Ma veniamo ora al perché di questa dinamica, partendo dal primo grafico a fondo pagina, il quale ci mostra che al 31 luglio scorso la Zecca Usa aveva venduto 170mila once di oro da inizio mese, il quinto volume di sempre. Insomma, c'è voglia e domanda di oro fisico tra i cittadini. Il problema è che pare di essere in pieno déjà vu della metà del 2013, quando si registrò il completo collasso presso il Comex delle detenzioni di oro cosiddetto "registered", ovvero disponibile alla consegna. All'epoca l'oro stoccato nei caveau scese di circa 2 milioni di once in solo sei mesi e la responsabilità fu additata a JP Morgan. Ma la questione fondamentale era un'altra, ovvero quel collasso di disponibilità portò la cosiddetta "gold coverage ratio" (cioè il numero di once legate a contratti futures in open interest contro le once di oro fisico registrato) a salire da 20x, di fatto in media con il suo livello a lungo termine, a qualcosa come 112x, cioè c'erano 112 once di oro richiesto per ogni oncia fisica disponibile alla consegna. Con l'inizio del 2014, però, l'ammontare di oro registrato al Comex triplicò, passando da circa 350mila once a 1,15 milioni di once e tutto sembrò stabilizzarsi. 

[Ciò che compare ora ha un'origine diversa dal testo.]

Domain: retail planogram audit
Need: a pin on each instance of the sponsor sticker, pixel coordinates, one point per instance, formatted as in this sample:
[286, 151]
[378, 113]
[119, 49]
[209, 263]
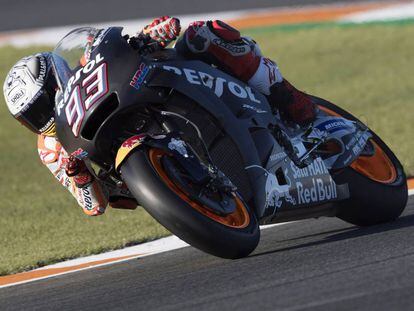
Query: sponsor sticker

Ed eccoci arrivare a venerdì scorso, periodo che in gergo di chi opera è definito "month end position squaring", quando i dati di fine mese del Comex facevano notare come 25.386 once di oro registrato (ovvero disponibile alla consegna) erano state ridenominate come eligibili, ovvero non disponibili alla consegna fisica. E come ci mostra il secondo grafico, quel cambiamento di status ha portato l'ammontare totale di oro consegnabile del Comex da 376.906 a 351.519 once, poco più di 10 tonnellate, il volume minimo di sempre! 

Incidentalmente, poi, si è registrata anche la sparizione del 22% dell'oro eligibile nel formato di barre da un kilo, tipologia che tradizionalmente serve come indicatore della domanda cinese: sintomo che con il mercato ormai in bolla totale, i cinesi che hanno ancora qualche risparmio lo indirizzando verso il bene rifugio per antonomasia. Veniamo ora alla parte più interessante, ovvero all'oro di carta, dove le cose sono rimaste immutate, come ci mostra il terzo grafico: l'open interest aggregato sull'oro è cresciuto modestamente a quota 43,5 milioni di once venerdì dai 42,9 milioni del giorno prima.